Robotics is the engineering science and technology of robots that involve the design, manufacture, control, and programming of robots; the use of robots to solve problems; the study of the control processes, sensors, and algorithms used in humans, animals, and machine; and the application of these control processes and algorithms to the design of robots. Without assuming any prior knowledge of robotics, this 12-week ‘instructor led’ online course covers the foundations of robotics addressing two major sub-fields of robotics, namely, industrial robotics and mobile robotics. The first part of the course covers different topics related to industrial robotics such as robot morphology, kinematics, trajectory planning, motion control, and programming. The second part of the course focuses on mobile robotics providing a broad overview of the technologies and methods of mobile robotics such as locomotion systems, state estimation, localization, mapping, and motion planning. This is a lecture- self study-project course in which topics are taught by the instructor online using course management software and self-study activities and a course project are completed by students. Self-study activities of the course include study reports, literature survey paper and paper critics.

Course Objectives:
This course provides a comprehensive introduction to industrial robotics and mobile robotics and covers different related concepts, problems, tools and applications of robotics. After completing this course, the students will be able to:

  1. Define a robot, robotics, industrial & mobile robots and robot components such as (manipulator or rover, end effectors, degrees of freedom, workspace, robot reference frames, pay-load, reach, accuracy, precision, repeatability, duty cycle).
  2. Categorize various types of robots according to their tasks and purposes.
  3. Determine how to represent the motions of a multi-DOF robot in space and how to derive the forward kinematic equations of different robot configurations such as Cartesian, cylindrical, and spherical coordinates.
  4. Determine the position, velocity and acceleration of any joint at any time instant by using the 3rd or 5th order polynomial joint-space trajectory planning techniques and calculate the joint angles needed to make the robot move in a certain trajectory using the Cartesian-space method.
  5. Show how to model a robot joint’s actuator, determine the motor response and its steady state value and apply the control laws to stabilize the joint’s position.
  6. Classify various programming languages for robots according to their programming levels or classes.
  7. Categorize various types of mobile robots according to their field of application and purpose.
  8. Understand the challenging problems of mobile robots.
  9. Classify various robot localization methods found in mobile robot applications.
  10. Solve recursive state estimation problems used by mobile robot controllers to estimate the current state of the robot.
  11. Classify various mapping techniques used in environment mapping for mobile robots.
  12. Recognize different robot motion planning algorithms commonly used in mobile robot applications.
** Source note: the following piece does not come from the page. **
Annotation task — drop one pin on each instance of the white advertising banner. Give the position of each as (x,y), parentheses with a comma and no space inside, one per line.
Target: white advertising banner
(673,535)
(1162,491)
Course Instructor: Dr. Alaa Khamis
Email: alaa[dot]khamis[at]gmail[dot]com

Textbooks:
- Saeed Benjamin Niku. Introduction to Robotics: Analysis, Control, Applications. 2nd Edition, Wiley, 2010.
- B. Siciliano and O. Khatib. Springer Handbook of Robotics. Springer-Verlag Berlin Heidelberg 2008.
- R. Siegwart and I. Nourbakhsh. Introduction to Autonomous Mobile Robots. MIT Press, 20041.
- T. Braunl. Embedded Robotics. Springer, 2006.
Lectures will be based mainly, but not exclusively, on material in these textbooks and other resources. Lectures will not follow the same sequence as the material presented in the texts.